Notwithstanding the Current Agreement’s silence on how employees are to make themselves accessible for callback work or the disciplinary consequences of noncompliance, the Current Agreement spells out Respondent’s general authority.  By reserving to Respondent “the right to maintain discipline and efficiency of all employees, the right to establish and enforce shop rules not in conflict with the specific terms of [the] agreement, to establish work schedules and to make changes therein,” the parties to the Current Agreement clearly and unmistakably contemplated that Respondent would have comprehensive discretion in those areas.  It follows that Respondent’s requirement that employees arrange some means of consistently receiving callbacks under threat of discipline is not an unwarranted extension of its contractually mandated discretion.  See Metropolitan Edison Co. v. NLRB, supra (application of the Board’s “clear and unmistakable” waiver analysis); Enloe Medical Center, 343 NLRB 470 (2004), enf. denied 433 F.3d 834 (D.C. Cir. 2005).

The General Counsel argues that Respondent’s January 7 directive unlawfully imposes “a work schedule that restricts bargaining unit employees’ autonomy during scheduled time off.”  However, long before Respondent issued its directive, the Current Agreement authorized Respondent to call employees back to work as needed.  The callback procedure itself was not a change in employment terms and conditions at all, and the fact that the callback system may sometimes work a hardship on some employees is irrelevant.  The question is not whether Respondent is authorized to have a callback system but whether Respondent may devise rules for and regulate its callback system without first bargaining with the Union.  As explicated above, I have resolved that question in Respondent’s favor.

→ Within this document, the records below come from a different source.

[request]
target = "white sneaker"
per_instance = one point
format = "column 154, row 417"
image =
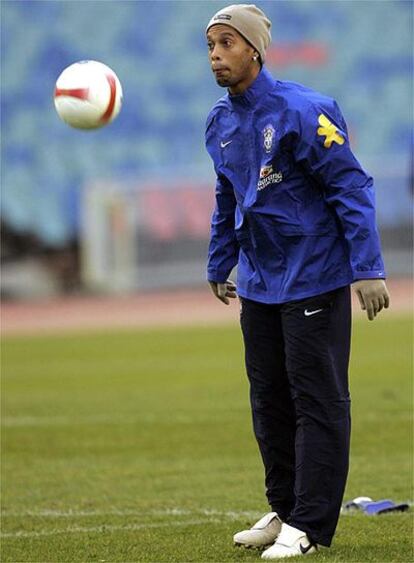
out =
column 262, row 534
column 290, row 542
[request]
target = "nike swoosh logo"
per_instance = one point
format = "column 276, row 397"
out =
column 310, row 313
column 305, row 549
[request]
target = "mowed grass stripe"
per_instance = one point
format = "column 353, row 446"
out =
column 131, row 425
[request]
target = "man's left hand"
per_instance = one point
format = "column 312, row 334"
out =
column 373, row 296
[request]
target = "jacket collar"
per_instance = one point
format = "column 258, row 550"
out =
column 263, row 84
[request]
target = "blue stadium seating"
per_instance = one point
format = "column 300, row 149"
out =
column 158, row 50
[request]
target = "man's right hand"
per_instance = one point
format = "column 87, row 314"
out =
column 224, row 290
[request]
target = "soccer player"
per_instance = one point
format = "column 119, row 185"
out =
column 295, row 212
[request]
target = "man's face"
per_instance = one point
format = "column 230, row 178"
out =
column 231, row 58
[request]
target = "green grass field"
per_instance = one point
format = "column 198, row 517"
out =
column 137, row 446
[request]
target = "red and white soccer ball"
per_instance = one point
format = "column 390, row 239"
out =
column 88, row 95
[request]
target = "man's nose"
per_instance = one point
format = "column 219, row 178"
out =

The General Counsel also argues that even if the Current Agreement initially established Respondent’s right to make the rules enunciated in its January 7 directive, the right lapsed due to nonenforcement during the 2-1/2 years since implementation of the Current Agreement, citing Vanguard Fire & Supply Co., 345 NLRB No. 77, slip op. 3 (2005), as authority for that proposition.  Vanguard, however, is inapposite to the instant issues, as it involves unilateral changes effected in the absence of a bargaining agreement.  The General Counsel cites no authority for the proposition that a contractual term may lapse through disuse during the life of the contract.  Moreover, no evidence was adduced as to frequency or circumstance of call-backs that would permit any finding as to whether Respondent had or had not regularly deployed its callback procedure.  Accordingly, having found that Respondent was privileged by the language of the Current Agreement to issue its January 7 directive, I shall dismiss this allegation of the complaint.

Conclusions of Law

1. Respondent is an employer engaged in commerce and in a business affecting commerce within the meaning of Section 2(6) and (7) of the Act.